Daniel Stern asks why nature planned for babies not to speak or understand words for the first year or so of life. His answer is that they “have too much to learn about the basic processes and structures of interpersonal exchange. In particular, they have to learn the forms of dynamic flow that carry social behavior. In addition, they have to learn this before language arrives to mess it all up. The basic structures are all non-verbal, analogic, dynamic Gestalts that are not compatible with the discontinuous, digital, categorical nature of words.” (Stern, 2010, p. 110)
An illustration of the types of capacities early life experience develops, when the brain’s right-hemisphere develops more rapidly,** is provided by Jill Bolke Taylor, neuroscientist.

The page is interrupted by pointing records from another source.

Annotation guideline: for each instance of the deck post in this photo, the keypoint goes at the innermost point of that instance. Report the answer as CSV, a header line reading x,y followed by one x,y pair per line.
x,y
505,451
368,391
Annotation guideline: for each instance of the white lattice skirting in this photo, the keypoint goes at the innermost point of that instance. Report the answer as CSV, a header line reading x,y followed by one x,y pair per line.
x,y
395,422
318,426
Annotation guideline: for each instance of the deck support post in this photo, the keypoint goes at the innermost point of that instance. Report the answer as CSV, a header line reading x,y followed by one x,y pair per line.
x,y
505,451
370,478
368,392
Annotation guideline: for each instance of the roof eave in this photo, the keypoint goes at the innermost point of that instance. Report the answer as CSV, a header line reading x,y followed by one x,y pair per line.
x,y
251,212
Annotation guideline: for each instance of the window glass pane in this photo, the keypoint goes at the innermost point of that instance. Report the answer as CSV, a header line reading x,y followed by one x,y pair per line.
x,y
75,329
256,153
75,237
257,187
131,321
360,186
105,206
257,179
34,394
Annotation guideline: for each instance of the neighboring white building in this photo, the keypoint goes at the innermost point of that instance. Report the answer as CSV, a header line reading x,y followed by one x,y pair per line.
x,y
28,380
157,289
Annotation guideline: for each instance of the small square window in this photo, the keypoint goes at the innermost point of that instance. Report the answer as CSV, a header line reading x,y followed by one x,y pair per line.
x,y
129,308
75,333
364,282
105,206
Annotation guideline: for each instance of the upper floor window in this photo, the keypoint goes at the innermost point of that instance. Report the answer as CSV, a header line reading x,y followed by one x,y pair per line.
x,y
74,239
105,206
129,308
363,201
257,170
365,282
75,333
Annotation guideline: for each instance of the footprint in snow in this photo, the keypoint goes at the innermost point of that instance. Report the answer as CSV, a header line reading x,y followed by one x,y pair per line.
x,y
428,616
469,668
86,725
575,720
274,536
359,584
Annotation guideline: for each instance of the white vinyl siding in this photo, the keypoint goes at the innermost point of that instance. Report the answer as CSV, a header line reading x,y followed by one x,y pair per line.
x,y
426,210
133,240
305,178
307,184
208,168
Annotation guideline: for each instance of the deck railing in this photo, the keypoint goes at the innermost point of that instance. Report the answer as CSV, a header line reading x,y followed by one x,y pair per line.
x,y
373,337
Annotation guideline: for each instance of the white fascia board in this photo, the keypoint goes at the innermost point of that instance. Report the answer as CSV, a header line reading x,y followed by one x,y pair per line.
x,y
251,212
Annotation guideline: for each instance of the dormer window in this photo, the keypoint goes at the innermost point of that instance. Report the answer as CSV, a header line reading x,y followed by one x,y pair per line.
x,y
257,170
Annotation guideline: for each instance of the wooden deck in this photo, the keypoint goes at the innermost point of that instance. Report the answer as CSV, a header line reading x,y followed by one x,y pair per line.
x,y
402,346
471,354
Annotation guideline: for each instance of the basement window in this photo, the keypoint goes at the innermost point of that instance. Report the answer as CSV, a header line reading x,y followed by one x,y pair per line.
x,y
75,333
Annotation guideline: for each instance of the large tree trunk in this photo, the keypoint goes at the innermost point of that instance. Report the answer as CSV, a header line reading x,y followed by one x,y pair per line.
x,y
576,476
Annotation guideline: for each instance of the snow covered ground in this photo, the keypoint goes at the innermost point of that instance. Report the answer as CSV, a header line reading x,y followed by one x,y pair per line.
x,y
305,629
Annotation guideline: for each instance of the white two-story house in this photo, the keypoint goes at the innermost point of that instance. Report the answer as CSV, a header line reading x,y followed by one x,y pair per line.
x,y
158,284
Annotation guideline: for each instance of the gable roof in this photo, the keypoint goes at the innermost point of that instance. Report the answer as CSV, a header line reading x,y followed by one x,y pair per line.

She described the sudden and unexpected right-hemisphere dominance she experienced after having a stroke in her left cerebral hemisphere: “Our right hemisphere is designed to remember things as they relate to one another. Borders between specific entities are softened, and complex mental collages can be recalled in their entirety as combinations of images, kinesthetic, and physiology. To the right mind, no time exists other than the present moment, and each moment is vibrant with sensation. … the moment of now is timeless and abundant …The present moment is a time when everything and everyone are connected together as one. As a result, our right mind perceives each of us as equal members of the human family. It identifies our similarities and recognizes our relationship with this marvelous planet, which sustains our life. It perceives the big picture, how everything is related, and how we all join together to make up the whole. Our ability to be empathic, to walk in the shoes of another and feel their feelings, is a product of our right frontal cortex.” (2008, pp. 30-31).
Human beings are complex creatures whose capacities are developed mostly after birth, unlike virtually every other animal. We need dads and grandfathers, along with moms and grandmothers and others, to provide the nurturing care, the mothering, that babies need to grow well.
*Note that womb experience also influences brain development and we can inherit some traits due to the experiences our grandparents had, like anxiety.
** The right hemisphere tends to process, filter and act on the world nonverbally, whereas the left hemisphere tends to house the areas of the brain related to verbal processing and expression.